A court in Abuja has adjourned Nigeria’s ongoing tax evasion case against Binance to April 30, according to a report from Reuters.
The adjournment follows legal challenges from Binance contesting a February court order that allowed Nigeria’s Federal Inland Revenue Service (FIRS) to serve legal documents via email.
The company, which is incorporated in the Cayman Islands, has argued the FIRS did not obtain proper authorization to serve papers outside the country. Binance has no physical office in Nigeria.
The Nigerian government is demanding $2 billion in back taxes and $79.5 billion in damages, alleging Binance’s activities caused significant economic harm and contributed to the devaluation of the Naira.
Authorities claim the platform maintains a “significant economic presence” in Nigeria and should be taxed accordingly.
Officials have accused Binance of facilitating capital flight through its peer-to-peer (P2P) trading platform, particularly during periods of heightened currency volatility.
The case is part of a broader crackdown on crypto trading in Nigeria.
The dispute previously led to the detention of two Binance executives last year.
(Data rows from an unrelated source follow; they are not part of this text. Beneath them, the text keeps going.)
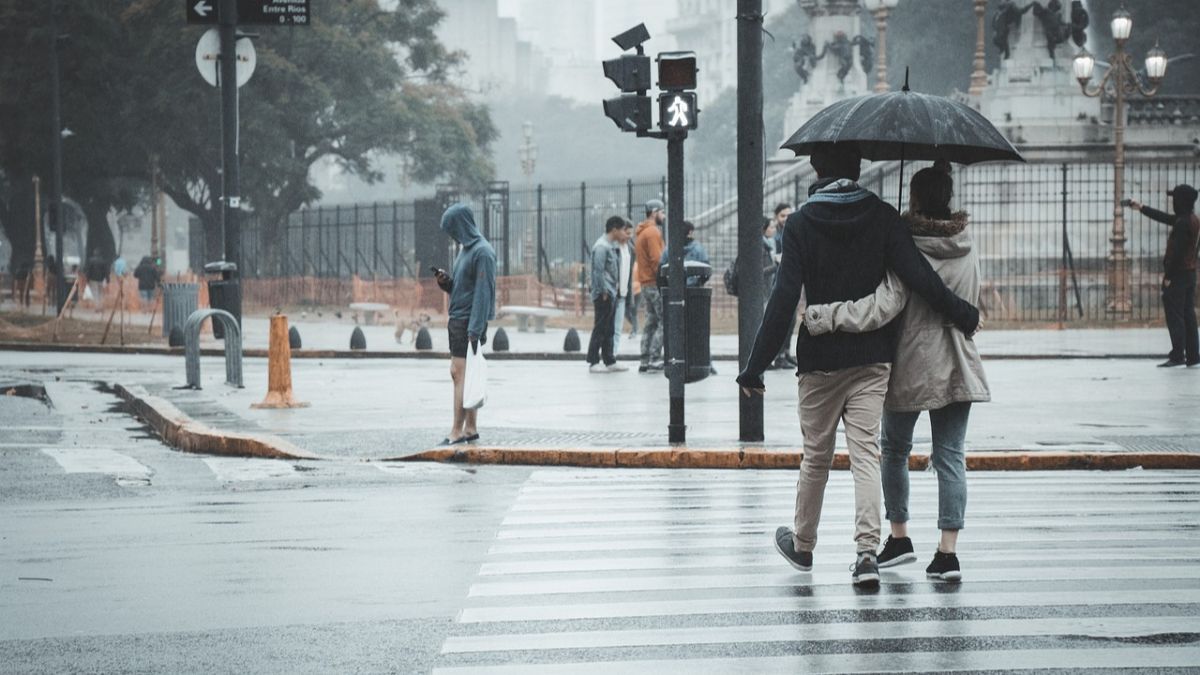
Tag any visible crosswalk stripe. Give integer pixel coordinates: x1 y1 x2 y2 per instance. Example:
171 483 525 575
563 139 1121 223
42 448 151 485
204 456 295 483
479 543 1194 577
468 564 1200 597
460 586 1200 623
434 470 1200 675
442 613 1200 653
433 646 1200 675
Tigran Gambaryan, a U.S. citizen, was held in Nigeria from February to October 2024.
He was released after the country’s anti-corruption agency dropped charges, allowing him to seek medical treatment abroad for back problems allegedly worsened by his detention.
Gambaryan has since claimed his detention was tied to Binance’s refusal to pay a $150 million bribe to Nigerian officials. Nigeria has denied Binance’s version of events.
Nadeem Anjarwalla, a British-Kenyan dual national, was arrested alongside Gambaryan but later escaped custody while under house arrest and fled the country using a second passport.
He remains wanted by local authorities.